Ruanda hat ein innovatives Ernährungsprojekt ins Leben gerufen, das darauf abzielt, die Ernährung von mehr als 445.000 Schülern in den Distrikten Karongi, Nyamasheke und Rusizi zu verbessern. Durch den Anbau von eisenreichen Bohnen und Gemüse in Schulhöfen sollen nicht nur die Nahrungsmittelkosten gesenkt, sondern auch die Gesundheit der Kinder gefördert werden.

Die Initiative zielt darauf ab, die Abhängigkeit von externen Nahrungsmittelhilfen zu verringern und gleichzeitig die lokale Landwirtschaft zu unterstützen.
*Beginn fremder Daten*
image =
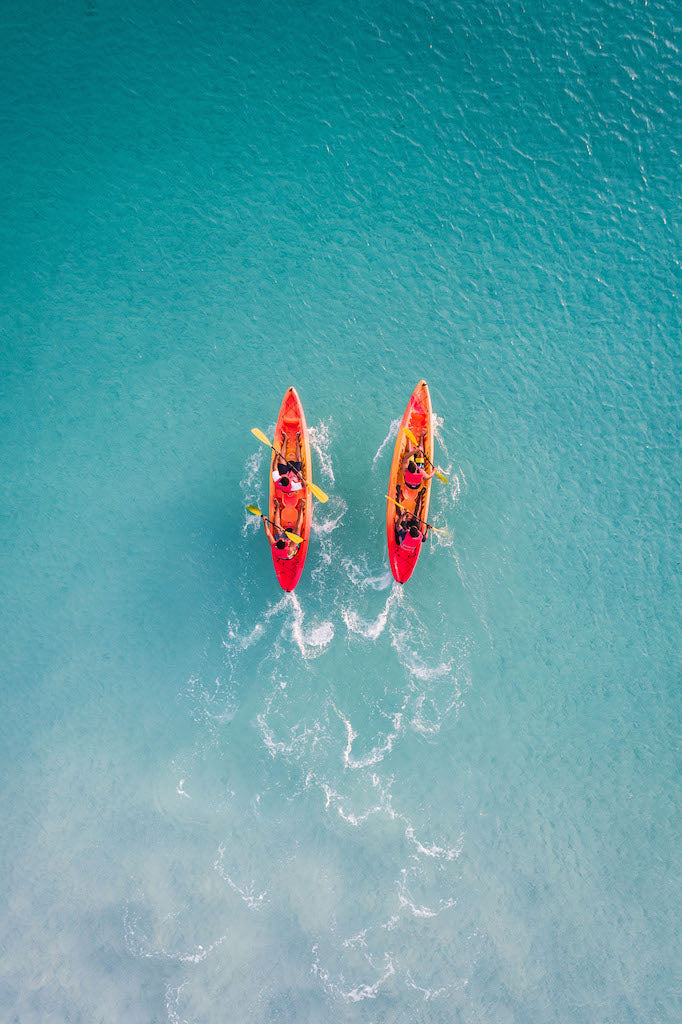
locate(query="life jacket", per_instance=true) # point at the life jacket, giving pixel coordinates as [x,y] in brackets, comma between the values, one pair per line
[413,479]
[287,482]
[282,554]
[411,544]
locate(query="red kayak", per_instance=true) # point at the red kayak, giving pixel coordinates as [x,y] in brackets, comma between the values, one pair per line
[292,421]
[418,417]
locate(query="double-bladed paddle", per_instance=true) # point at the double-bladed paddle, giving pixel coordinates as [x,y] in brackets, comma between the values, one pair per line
[292,537]
[409,433]
[320,495]
[438,529]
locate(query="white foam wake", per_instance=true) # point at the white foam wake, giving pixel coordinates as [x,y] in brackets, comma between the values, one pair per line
[390,436]
[252,899]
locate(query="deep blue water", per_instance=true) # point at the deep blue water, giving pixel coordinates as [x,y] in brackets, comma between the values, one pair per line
[454,801]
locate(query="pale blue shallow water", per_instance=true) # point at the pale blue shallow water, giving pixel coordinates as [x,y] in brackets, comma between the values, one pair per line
[456,801]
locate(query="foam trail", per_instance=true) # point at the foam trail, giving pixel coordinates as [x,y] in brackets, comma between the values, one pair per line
[364,991]
[250,897]
[358,576]
[390,436]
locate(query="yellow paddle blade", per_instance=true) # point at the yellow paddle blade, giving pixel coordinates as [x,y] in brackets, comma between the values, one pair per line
[294,537]
[260,435]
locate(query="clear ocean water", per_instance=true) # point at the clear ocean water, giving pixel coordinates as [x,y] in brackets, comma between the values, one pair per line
[451,802]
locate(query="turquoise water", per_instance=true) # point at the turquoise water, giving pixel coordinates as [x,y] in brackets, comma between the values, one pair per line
[454,801]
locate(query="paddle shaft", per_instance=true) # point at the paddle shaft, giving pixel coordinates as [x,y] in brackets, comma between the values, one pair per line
[411,513]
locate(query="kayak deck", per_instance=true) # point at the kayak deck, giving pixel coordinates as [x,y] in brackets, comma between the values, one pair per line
[418,416]
[292,420]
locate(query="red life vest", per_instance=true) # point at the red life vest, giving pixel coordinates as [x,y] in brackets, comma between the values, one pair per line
[410,543]
[282,554]
[287,484]
[413,479]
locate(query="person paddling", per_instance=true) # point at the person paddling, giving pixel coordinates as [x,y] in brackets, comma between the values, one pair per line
[285,548]
[410,530]
[414,465]
[285,472]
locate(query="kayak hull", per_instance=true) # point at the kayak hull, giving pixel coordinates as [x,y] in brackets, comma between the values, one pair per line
[418,416]
[291,420]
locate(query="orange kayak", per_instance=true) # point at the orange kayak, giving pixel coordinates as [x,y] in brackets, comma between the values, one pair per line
[418,416]
[291,421]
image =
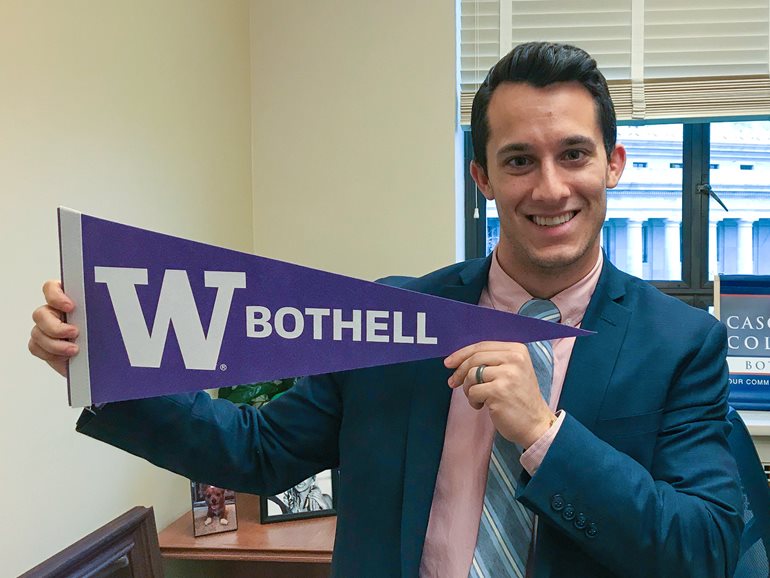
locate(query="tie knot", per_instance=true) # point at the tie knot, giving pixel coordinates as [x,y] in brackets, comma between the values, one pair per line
[541,309]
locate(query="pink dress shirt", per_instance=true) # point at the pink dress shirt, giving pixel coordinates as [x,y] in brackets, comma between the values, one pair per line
[462,476]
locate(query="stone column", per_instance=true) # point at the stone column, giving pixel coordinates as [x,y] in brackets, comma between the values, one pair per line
[745,247]
[634,249]
[713,264]
[673,250]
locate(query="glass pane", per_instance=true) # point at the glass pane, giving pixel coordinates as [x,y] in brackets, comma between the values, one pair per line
[643,231]
[739,239]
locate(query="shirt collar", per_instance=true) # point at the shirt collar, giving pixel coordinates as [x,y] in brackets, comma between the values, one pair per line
[506,294]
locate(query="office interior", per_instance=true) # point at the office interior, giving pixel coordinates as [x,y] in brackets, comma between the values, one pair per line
[326,134]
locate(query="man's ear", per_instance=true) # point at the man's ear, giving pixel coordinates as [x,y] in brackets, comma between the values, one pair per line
[482,180]
[616,165]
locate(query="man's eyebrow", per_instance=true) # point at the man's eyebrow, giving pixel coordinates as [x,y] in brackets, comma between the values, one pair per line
[578,140]
[514,147]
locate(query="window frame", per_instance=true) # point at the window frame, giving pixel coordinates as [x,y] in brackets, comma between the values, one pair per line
[695,287]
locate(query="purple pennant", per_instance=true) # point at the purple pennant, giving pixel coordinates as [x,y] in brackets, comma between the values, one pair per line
[159,314]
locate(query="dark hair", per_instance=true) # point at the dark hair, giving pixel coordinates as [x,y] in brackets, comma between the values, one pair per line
[541,64]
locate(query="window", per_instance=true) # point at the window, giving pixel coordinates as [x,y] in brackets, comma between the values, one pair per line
[668,225]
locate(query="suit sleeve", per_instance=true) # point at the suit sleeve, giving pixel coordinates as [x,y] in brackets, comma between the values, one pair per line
[262,451]
[681,517]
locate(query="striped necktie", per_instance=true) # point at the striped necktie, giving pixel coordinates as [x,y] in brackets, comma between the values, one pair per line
[505,528]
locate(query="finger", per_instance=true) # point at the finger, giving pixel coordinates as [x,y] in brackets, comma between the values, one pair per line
[466,370]
[489,374]
[479,394]
[58,363]
[58,347]
[456,358]
[55,296]
[49,321]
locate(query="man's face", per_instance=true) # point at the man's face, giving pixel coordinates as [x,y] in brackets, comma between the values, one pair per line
[547,171]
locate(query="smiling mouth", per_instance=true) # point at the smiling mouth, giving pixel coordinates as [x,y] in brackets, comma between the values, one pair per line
[552,221]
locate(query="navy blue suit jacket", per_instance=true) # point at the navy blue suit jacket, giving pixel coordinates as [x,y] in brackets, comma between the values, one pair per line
[639,481]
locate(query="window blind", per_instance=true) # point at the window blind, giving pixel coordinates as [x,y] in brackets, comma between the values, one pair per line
[663,59]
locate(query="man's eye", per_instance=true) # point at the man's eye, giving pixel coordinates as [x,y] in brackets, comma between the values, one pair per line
[519,162]
[574,155]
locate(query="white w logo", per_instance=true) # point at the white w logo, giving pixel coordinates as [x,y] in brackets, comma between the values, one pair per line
[176,305]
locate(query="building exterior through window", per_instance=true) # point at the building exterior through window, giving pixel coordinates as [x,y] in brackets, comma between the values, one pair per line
[643,231]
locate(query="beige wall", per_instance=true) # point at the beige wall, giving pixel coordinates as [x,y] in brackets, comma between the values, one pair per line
[134,110]
[140,112]
[353,134]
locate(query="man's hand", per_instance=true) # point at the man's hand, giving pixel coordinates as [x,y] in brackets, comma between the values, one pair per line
[51,337]
[509,391]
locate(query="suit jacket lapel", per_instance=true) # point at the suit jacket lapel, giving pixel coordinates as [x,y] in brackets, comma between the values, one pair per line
[427,424]
[593,358]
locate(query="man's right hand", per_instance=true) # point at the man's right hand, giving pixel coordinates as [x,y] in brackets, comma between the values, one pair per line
[51,338]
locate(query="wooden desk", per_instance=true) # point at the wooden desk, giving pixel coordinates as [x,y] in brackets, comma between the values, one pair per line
[299,541]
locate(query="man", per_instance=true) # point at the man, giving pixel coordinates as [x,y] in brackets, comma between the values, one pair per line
[627,466]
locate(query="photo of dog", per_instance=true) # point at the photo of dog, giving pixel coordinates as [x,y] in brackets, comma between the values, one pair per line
[213,509]
[215,500]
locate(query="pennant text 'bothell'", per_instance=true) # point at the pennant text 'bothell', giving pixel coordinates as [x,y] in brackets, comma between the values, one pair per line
[159,314]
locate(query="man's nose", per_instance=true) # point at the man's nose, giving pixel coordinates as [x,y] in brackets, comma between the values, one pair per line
[551,184]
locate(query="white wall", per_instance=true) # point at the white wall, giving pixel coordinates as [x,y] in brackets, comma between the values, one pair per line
[137,111]
[353,134]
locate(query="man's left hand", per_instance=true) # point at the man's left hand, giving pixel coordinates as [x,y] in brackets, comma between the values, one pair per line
[509,389]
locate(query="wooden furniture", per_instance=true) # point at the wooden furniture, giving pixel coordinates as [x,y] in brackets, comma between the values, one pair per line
[127,546]
[307,542]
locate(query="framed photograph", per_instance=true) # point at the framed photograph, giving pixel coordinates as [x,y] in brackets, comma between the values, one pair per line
[311,498]
[213,509]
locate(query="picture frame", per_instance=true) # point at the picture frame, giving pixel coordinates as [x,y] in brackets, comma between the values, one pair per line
[312,498]
[213,509]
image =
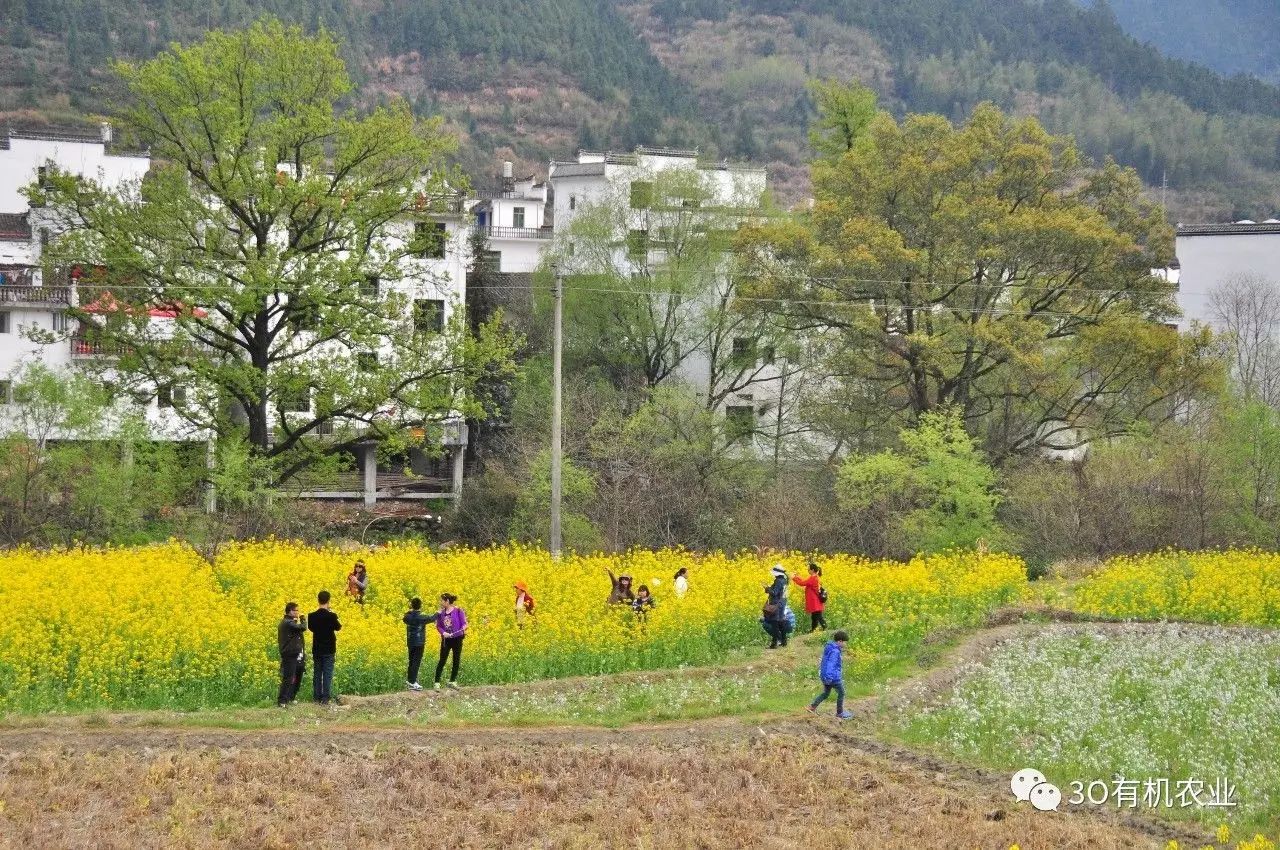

Schulen werden ermutigt, ihre eigenen Gärten anzulegen, in denen diese nährstoffreichen Pflanzen wachsen können. Dies soll nicht nur das Bewusstsein für gesunde Ernährung schärfen, sondern auch den Schülern praktische Fähigkeiten im Gartenbau vermitteln.

Die Regierung von Ruanda sieht in diesem Ansatz eine Möglichkeit, die Ernährungssicherheit zu erhöhen und die Lebensqualität in ländlichen Gebieten zu verbessern. Durch die direkte Beteiligung der Schüler an der Anbauaktivität wird zudem ein Verantwortungsbewusstsein für die eigene Ernährung gefördert.